Even to his death, she followed him. She must have seen it coming, and she didn’t turn her back on him, didn’t disavow him, he was hers and she loved him. This is easy to understand from a distance but on the ground, when it was all happening, I’m not so sure it was easy.
She, to me, is a role model. To me she challenges, even today, parents to love the kid they’ve got. To never turn away from your child even when the world has. Steadfastness in the belief that family matters, that your child’s difference is simply your child’s difference, no matter whether that difference is celebrated or reviled.

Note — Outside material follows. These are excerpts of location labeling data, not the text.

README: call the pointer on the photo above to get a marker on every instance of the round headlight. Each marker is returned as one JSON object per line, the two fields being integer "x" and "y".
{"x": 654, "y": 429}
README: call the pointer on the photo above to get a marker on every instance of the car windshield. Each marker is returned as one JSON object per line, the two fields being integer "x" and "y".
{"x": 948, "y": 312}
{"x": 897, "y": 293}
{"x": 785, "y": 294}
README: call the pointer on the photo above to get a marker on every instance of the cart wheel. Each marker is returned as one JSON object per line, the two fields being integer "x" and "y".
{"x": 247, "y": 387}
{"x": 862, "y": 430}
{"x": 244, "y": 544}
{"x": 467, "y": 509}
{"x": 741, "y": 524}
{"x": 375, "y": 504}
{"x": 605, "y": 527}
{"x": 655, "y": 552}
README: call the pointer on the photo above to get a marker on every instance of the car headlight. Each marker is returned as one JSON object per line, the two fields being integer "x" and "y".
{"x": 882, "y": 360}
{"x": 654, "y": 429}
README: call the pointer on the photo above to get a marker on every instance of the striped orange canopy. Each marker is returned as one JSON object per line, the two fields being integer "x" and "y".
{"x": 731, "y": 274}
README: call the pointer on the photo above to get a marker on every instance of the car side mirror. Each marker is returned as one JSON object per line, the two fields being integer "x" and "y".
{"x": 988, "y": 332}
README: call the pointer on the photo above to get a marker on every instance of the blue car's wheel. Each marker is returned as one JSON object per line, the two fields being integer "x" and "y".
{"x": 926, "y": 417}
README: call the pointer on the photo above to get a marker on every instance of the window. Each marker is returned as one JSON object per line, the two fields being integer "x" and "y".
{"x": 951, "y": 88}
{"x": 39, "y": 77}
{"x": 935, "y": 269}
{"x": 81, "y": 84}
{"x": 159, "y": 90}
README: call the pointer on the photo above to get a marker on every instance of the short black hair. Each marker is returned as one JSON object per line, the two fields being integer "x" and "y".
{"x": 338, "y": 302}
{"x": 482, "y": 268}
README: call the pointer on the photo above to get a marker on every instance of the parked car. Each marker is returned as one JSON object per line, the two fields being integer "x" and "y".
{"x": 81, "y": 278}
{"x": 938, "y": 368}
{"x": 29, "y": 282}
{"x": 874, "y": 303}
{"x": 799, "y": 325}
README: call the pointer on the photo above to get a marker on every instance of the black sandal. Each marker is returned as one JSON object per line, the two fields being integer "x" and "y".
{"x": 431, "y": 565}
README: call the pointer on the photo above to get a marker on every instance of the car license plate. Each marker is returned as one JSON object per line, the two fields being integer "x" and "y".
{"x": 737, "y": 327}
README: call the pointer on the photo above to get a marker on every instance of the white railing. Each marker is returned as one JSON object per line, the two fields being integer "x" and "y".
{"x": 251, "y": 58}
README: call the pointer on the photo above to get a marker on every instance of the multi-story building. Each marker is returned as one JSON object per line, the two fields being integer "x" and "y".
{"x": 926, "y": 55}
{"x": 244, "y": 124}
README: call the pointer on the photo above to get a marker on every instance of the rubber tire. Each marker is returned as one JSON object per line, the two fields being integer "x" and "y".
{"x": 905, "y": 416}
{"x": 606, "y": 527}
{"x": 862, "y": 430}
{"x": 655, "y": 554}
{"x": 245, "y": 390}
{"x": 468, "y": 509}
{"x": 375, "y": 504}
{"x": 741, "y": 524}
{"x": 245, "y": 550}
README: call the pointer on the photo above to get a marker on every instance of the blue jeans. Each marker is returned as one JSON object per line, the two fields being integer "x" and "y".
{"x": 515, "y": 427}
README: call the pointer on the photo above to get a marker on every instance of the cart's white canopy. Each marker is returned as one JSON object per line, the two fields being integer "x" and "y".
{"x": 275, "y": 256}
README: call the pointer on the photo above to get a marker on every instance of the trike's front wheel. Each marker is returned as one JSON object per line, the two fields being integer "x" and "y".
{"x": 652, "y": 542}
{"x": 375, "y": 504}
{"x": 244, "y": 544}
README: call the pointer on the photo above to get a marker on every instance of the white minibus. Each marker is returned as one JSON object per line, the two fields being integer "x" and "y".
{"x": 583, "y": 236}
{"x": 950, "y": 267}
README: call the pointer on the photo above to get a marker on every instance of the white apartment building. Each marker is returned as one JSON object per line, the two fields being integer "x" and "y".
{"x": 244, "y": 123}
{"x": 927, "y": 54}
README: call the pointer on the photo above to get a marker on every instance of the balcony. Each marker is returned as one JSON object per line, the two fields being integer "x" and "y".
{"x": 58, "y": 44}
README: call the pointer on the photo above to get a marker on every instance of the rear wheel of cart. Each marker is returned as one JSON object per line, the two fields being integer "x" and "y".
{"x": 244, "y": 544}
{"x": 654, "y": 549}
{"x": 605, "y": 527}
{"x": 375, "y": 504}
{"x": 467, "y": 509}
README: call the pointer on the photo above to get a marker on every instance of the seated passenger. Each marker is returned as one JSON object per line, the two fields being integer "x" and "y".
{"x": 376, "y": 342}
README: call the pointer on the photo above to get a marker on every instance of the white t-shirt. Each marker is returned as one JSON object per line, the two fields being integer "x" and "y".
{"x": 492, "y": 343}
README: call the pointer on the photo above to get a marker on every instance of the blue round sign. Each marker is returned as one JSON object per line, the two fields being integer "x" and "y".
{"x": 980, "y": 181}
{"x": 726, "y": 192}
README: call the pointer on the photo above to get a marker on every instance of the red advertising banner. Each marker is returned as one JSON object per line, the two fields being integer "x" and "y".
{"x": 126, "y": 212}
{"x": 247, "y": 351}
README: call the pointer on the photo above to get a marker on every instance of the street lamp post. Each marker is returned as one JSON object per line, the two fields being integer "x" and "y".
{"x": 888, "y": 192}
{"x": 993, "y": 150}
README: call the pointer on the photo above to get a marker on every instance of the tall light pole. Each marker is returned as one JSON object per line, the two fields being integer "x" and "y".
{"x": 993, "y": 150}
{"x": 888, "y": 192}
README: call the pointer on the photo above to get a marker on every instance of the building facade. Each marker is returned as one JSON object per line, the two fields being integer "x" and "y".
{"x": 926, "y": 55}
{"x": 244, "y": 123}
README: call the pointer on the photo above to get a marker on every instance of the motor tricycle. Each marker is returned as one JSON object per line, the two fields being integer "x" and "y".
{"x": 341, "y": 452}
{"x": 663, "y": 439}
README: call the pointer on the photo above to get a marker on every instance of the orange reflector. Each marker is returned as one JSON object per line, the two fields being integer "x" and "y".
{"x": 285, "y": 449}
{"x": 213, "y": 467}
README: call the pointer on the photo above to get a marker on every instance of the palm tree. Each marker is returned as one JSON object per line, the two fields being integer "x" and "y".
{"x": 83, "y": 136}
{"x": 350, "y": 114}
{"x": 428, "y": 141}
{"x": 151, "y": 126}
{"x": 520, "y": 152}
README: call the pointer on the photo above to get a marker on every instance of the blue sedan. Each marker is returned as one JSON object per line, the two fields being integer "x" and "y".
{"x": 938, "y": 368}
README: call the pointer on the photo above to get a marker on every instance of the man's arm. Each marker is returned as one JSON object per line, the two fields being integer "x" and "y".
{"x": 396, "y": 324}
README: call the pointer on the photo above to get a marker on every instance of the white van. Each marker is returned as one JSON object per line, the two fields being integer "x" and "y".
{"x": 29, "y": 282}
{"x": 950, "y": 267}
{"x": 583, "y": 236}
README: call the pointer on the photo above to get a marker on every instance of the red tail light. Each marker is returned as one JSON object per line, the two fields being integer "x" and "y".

To love your kids anyways.
I remember the very first time I saw a woman with a sign, in a protest march, that read, “I love my gay son.” I wept. I cried for blocks as we marched through a crowd that threw things at us, rocks, garbage, anything they could find on the street. She loved her son anyway. It was possible for the human heart to love anyway.
I remember seeing a woman, standing up in a meeting, and demanding that her son with an intellectual disability be given a shot at a future, at an education, at a chance to be amongst rather than set apart. She spoke of his difference. She spoke of her pride in him, anyway. It was possible for a parent’s heart to feel pride anyway.
I remember a woman with a physical and intellectual disability showing me a picture of her daughter, a daughter she raised at home, a single mother. Her daughter did not have her disabilities, and her disabilities made some aspect of motherhood more difficult, but she loved being a mom. It was possible for all hearts to love kids, to want the best for them, and to work around the barriers in the way, because there are always barriers.
When I was a little boy, just coming to terms with my difference. I knew I liked boys. It was a time of silence regarding who and what I was, I had a picture of Mary, and I imagined she knew of my difference and she knew of my secret, and I imagined she loved me anyway. It gave me comfort.
Years later and only days ago, my Mom said that she wished Joe and I could be with her and my brother and his wife for Mother’s Day. I hung up and asked Joe if he heard my mother’s words. They may have sounded like an invitation to a brunch, but what they said was…
… I love you anyway.
May all kids, at all times, feel loved anyway.
And thank you Mary, for being there, while I waited.